Founders and investors alike are often rewarded for betting on “disruptive” technologies, which in some cases means pushing legal boundaries. Sometimes, early stage companies hoping to mimic the success of companies like Uber and Airbnb brush issues aside related to employment law, municipal regulations or tort liability at their own peril.
Several notable “sharing economy” companies have recently reached multi-billion dollar valuations, causing them to become bleeding-edge targets for serious law suits and regulatory efforts. As the sharing economy develops, novel and far-reaching liabilities mushroom around these now deep-pocketed companies.
The below list of recent headlines highlights a few of the legal issues facing some of the world’s leaders in the sharing economy which have grown to global scale along with their companies.

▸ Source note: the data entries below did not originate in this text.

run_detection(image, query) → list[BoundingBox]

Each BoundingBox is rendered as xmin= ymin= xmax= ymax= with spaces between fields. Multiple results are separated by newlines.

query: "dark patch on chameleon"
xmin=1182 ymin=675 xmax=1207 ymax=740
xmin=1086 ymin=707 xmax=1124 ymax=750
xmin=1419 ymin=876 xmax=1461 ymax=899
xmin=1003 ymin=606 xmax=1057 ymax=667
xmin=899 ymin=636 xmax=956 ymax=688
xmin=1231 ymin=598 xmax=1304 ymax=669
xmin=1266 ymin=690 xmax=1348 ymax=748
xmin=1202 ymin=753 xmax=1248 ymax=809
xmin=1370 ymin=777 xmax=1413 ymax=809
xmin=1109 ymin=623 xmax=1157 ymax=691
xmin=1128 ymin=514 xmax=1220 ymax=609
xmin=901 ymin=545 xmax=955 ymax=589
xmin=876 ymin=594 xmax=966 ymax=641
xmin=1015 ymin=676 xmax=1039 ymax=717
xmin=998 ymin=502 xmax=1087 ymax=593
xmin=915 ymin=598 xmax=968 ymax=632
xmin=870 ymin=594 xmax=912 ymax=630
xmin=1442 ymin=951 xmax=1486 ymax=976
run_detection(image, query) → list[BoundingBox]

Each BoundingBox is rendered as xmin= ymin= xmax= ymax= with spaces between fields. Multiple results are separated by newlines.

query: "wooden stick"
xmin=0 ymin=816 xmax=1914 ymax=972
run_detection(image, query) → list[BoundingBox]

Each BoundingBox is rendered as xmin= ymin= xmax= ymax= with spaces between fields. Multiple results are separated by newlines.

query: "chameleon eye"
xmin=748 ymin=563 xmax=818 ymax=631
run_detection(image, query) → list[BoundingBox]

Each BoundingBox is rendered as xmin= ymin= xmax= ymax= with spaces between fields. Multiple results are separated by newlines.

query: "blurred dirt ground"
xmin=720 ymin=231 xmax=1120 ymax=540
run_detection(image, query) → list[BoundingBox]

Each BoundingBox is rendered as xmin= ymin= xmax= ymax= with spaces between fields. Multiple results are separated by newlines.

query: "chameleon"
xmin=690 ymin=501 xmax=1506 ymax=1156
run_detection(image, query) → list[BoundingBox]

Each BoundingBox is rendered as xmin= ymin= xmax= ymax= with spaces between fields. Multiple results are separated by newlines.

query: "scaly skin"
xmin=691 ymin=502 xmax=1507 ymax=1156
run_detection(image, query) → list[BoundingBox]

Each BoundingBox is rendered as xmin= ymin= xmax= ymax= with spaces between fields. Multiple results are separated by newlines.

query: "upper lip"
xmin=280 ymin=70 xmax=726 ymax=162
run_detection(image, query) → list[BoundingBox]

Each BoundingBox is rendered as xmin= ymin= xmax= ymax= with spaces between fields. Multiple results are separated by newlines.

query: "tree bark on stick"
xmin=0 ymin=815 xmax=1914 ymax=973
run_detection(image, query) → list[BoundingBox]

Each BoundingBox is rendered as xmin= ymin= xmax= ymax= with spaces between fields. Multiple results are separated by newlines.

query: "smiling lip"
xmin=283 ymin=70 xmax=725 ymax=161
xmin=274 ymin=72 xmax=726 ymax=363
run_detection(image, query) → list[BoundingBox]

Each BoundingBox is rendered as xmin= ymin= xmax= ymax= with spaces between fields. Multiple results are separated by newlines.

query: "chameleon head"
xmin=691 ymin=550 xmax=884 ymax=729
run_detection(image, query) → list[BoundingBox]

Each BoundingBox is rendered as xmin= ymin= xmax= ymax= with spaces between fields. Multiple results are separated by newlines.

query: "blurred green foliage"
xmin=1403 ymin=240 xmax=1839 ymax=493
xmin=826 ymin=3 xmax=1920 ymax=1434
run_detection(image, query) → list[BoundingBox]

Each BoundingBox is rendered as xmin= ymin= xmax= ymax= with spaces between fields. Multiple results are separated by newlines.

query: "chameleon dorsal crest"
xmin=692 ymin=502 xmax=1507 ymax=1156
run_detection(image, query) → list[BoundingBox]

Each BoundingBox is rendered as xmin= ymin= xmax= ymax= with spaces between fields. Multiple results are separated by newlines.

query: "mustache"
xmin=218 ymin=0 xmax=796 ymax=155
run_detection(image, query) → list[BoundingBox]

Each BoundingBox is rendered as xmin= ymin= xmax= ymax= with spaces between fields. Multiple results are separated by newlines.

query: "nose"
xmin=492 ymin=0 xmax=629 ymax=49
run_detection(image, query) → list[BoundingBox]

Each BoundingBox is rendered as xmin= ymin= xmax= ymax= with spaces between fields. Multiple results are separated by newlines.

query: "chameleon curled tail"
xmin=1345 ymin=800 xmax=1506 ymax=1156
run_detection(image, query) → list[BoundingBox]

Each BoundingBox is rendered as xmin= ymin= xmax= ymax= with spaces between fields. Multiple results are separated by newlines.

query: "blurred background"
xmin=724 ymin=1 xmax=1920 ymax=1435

House Sharing (Airbnb;KidandCoe)
- Property damage caused by guests, which sparked Airbnb’s Host Guarantee.
- Calls for new legislation in San Francisco restricting house sharing; residents claims that Airbnb creates an economic incentive for landlords to take units off the market in order to rent them out full-time to tourists on home-sharing platforms, cannibalizing much-needed housing stock.

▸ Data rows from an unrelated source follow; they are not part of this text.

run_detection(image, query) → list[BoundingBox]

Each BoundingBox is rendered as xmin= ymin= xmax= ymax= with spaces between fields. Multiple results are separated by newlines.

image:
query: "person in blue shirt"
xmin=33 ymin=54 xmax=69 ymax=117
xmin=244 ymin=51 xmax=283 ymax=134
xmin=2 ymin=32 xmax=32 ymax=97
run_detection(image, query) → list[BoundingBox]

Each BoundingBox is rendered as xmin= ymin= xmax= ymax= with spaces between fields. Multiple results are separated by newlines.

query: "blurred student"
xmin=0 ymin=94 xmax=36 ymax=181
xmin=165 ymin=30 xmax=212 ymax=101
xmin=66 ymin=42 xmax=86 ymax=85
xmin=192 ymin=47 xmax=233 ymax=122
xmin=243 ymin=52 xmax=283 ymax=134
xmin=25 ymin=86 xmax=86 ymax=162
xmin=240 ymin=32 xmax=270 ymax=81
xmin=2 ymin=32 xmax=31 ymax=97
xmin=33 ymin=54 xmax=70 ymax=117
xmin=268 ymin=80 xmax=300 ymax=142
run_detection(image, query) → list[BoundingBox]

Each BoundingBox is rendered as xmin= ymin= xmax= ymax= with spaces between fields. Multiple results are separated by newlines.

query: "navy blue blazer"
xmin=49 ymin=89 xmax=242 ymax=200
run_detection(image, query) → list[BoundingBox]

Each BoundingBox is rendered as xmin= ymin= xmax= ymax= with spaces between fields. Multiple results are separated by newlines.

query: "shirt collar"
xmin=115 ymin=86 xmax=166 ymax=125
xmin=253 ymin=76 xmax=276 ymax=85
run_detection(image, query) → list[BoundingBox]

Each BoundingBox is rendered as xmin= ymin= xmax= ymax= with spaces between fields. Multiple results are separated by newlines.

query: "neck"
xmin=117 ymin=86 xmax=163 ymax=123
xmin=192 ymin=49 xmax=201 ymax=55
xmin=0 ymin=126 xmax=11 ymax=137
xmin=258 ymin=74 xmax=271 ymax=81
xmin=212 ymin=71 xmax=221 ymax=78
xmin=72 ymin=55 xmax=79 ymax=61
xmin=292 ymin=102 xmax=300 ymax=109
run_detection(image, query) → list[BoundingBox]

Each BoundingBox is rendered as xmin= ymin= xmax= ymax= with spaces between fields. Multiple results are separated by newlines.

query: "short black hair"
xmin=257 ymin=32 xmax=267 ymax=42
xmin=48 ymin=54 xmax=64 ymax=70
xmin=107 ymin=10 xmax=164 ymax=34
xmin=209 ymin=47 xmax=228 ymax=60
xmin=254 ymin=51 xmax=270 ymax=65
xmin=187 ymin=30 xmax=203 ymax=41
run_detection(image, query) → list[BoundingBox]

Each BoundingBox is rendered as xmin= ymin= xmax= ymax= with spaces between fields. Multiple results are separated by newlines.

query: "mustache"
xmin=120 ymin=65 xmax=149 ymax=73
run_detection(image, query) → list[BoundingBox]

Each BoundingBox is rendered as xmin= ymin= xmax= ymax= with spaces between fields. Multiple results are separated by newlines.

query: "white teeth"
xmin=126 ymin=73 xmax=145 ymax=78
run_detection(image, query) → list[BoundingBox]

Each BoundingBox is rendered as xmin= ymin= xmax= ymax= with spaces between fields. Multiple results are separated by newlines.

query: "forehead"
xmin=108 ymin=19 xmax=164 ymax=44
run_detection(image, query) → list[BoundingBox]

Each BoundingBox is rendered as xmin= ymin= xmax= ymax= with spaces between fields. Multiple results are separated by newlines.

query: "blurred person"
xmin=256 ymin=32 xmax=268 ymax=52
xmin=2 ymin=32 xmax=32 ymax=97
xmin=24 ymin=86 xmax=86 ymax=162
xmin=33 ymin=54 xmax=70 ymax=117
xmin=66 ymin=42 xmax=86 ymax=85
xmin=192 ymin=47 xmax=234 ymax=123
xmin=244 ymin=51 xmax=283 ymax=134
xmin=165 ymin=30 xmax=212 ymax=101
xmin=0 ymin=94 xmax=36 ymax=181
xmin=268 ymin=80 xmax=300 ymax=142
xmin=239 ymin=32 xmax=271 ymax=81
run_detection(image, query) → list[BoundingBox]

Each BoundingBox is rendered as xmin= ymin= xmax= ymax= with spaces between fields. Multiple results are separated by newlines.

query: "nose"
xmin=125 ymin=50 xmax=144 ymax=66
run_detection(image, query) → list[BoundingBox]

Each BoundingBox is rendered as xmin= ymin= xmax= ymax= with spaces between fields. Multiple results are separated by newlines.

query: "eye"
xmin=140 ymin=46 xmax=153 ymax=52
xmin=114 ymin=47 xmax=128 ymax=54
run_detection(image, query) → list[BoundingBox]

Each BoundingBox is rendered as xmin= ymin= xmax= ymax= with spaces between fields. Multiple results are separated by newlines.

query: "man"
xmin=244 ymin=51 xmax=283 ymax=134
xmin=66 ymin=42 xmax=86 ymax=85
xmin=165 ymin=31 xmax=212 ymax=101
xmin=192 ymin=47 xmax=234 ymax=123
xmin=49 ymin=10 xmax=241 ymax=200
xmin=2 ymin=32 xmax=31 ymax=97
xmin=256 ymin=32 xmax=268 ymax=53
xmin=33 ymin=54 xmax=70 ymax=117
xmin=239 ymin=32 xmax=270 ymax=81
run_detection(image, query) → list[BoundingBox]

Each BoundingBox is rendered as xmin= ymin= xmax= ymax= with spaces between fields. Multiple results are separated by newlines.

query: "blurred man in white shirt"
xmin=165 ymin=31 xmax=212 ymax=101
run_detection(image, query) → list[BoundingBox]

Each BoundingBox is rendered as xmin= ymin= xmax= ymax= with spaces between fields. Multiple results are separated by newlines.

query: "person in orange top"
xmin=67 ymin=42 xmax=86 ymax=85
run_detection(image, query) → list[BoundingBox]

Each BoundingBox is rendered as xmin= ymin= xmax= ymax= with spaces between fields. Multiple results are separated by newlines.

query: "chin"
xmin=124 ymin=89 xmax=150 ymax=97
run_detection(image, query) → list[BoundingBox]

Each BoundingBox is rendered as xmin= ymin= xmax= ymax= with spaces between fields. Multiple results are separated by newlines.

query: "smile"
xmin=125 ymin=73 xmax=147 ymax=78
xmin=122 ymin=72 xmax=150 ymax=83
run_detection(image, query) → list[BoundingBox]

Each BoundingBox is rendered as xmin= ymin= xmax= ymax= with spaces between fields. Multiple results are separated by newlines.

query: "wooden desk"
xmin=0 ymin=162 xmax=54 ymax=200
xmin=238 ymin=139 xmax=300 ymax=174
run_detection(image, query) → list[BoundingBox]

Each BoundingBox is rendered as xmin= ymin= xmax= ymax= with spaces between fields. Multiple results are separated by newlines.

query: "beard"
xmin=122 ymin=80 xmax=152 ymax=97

Ride and Other Service Sharing (Uber; Lyft; Handy):
- Actions against Uber/Lyft (which may soon rise to class action lawsuits) and Handy, arguing that their drivers and cleaners should be classified as employees.
- Lawsuits claiming that driving apps are distracting and causing accidents.
But for all of the new liabilities being created, these companies are also proving value beyond saving users time and money, perhaps saving lives and encouraging legal behavior. Recently, on a trip to the airport, my Uber driver shared that he’s seen a notable decrease in the number of DUIs and inebriated drivers on the road in the last year as Uber use has surged.